Мужчины, высокорожденные дракониры, могли предложить им титул, богатство и, что было едва ли не важнее прочего, поддержку родов. Драконы жили Гнездами, чтя память предков, пополняя сокровищницы, объединяя их с сокровищами и магическими дарами других родов крепкими браками. Разводов в Вальтарте не было.
Эйвери понимала, что это значит, и я тоже.
Тем более, что мой взгляд уже отыскал мрачное лицо драдеры Лелиане Вильс, которую мой супруг называл по сокращенному детскому имени Лети. Если бы не я, женой Дареша Бельха стала бы дочь негоцианта с лицом итальянской Мадонны. Даже вопреки традиции драконов соединять благородную кровь с благородной кровью.
Впрочем, еще не вечер. Разводы в Вальтарте запрещены, зато вдовцам никто не запрещает взять новую жену, особенно если нет наследника.
К этому моменту я уже сумела прийти в чувства, и плавно двинулась по лестнице вниз. Среди гостей Дареш был вынужден ослабить хватку на поясе.
— Долгие драконьи годы, — шепнула мне одна из высокородных вейр, мягко дотронувшись до моей руки.
— Долгие годы! Солнечные крылатые годы!
Еще одна сорвала с моего корсажа маленький цветок, и весело запрятала его в своей прическе. Я с трудом удержала благожелательное выражение лица. В голове у меня переворачивались страницы старинной свадебной книги рода Бельх, которую Дареш заставил выучить Эйвери наизусть. В плохие дни он ее экзаменовал, а когда она ошибалась, отвешивал пощечину. Одна ошибка — одна пощечина.
Эйвери ошиблась трижды.
Так что я не винила бедную Виве за желание сбежать из этого жестокого мира. Можно сказать, мы обе сбежали от жестокости. Каждая от своей.
Хотя смешно говорить, что крутая бизнес-леди, от которой трясется в ужасе корпоративная ось сверху донизу, может реветь ночами в подушку. От боли, от горечи, от нелюбви. Это Эйвери совсем ребенок двадцати четырех лет отроду, ей простительна слабость, но мне-то…
— Помни, что тебе должно сказать, когда закончат давать дары, — зашипел супруг.
Моего благоверного так перекосило, что я поспешно кивнула, хотя совершенно не помнила, о чем говорить после даров. Память Эйвери тоже молчала.

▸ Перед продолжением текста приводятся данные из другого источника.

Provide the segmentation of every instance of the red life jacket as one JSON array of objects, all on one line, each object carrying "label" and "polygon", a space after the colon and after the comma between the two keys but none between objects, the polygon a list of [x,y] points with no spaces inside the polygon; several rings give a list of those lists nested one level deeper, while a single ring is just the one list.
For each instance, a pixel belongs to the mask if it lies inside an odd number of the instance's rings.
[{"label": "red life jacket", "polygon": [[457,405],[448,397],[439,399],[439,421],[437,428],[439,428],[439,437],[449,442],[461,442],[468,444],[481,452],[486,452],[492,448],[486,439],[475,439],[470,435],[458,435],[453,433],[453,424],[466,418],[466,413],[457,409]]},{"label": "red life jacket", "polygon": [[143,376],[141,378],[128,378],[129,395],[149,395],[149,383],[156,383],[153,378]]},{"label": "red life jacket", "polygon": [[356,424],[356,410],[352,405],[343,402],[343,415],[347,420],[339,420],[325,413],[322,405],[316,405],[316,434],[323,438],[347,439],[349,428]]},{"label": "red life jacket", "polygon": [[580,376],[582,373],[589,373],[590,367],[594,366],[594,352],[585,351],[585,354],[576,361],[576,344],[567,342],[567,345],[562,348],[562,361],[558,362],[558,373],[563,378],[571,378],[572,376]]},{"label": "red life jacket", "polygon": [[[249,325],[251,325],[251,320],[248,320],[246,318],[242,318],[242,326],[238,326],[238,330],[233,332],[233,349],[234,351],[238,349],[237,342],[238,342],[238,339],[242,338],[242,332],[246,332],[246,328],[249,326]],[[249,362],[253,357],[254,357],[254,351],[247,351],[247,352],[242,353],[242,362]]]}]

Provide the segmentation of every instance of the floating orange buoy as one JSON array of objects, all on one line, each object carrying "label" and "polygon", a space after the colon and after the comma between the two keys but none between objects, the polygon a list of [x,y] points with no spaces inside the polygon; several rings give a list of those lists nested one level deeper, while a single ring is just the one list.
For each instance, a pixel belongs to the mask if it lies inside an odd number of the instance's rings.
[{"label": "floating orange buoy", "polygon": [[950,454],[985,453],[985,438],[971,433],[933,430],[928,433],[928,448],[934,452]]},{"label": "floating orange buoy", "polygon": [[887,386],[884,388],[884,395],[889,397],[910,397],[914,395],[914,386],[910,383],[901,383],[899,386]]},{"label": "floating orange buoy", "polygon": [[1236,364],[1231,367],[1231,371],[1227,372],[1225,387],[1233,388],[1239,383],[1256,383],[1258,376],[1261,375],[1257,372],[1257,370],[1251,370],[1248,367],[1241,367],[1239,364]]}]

Эйвери… любила его. И ненавидела. А потом снова любила. Прощала каждый тычок, каждый удар, каждое «убирайся», своими руками расшила свадебные покрывала и отдала их ненаглядной Лети, потому что той понравился узор. А потом отдала яшмовую шкатулку — подарок бабки, старинную подвеску рода Леяш и браслет из семи заговоренных бусин. Браслет она отдавать не хотела, но Дареш в тот вечер был особенно жесток и буквально принудил отдать его своей возлюбленной.
А больше с Эйвери взять было нечего.
— Золотых дней! — завопил мне кто-то в ухо. — Рассветов жемчужных, да бархатных ночей.
Несмотря на колдовскую, древнюю кровь, золотые дети драконьего рода праздновали по-простому, напиваясь до синих мух. Полагаю, Дареш собирался напиться, как следует, чтобы не помнить ни церемонии клятвы, ни брачной ночи.
Пока мы шли сквозь разгоряченный ряды гостей к панке, память услужливо переворачивала страницы свадебной книги. Принесение клятвы, а после непременно ночь вместе, чтобы скрепить девственной кровью принесенную клятву. Клятва отдаст мой род в руки супруга в случае моей ранней кончины, которая, я не сомневаюсь, уже распланирована.
Старинная зала замка Бельх буквально пылала огнями, расплескивая блики по веселым лицам, хрусталю, тонким стеклам, которые были пиком магического искусства Вальтарты. Раньше в домах клали грубое, мозаичное стекло, а сейчас холеные ручки вейр нежно скользили по прозрачной глади, за которой лежал ночной сад, раскрашенный разноцветными пятнами светильников. Если такое стекло не атаковать магически, оно не бьется и не крошится.
С каменного пола сняли ковры, и по залу разносился перестук каблуков и шорох платьев, но нас провели к небольшому возвышению, застеленному грубой циновкой. Еще одна из традиций Бельхов.
Муж неожиданно любезно усадил меня на такую же грубо сколоченную панку и в памяти всплыло воспоминание о довольно уютных диванах, которые вейры предпочитали ставить в спальнях. Видимо, и панка тоже была частью традиции.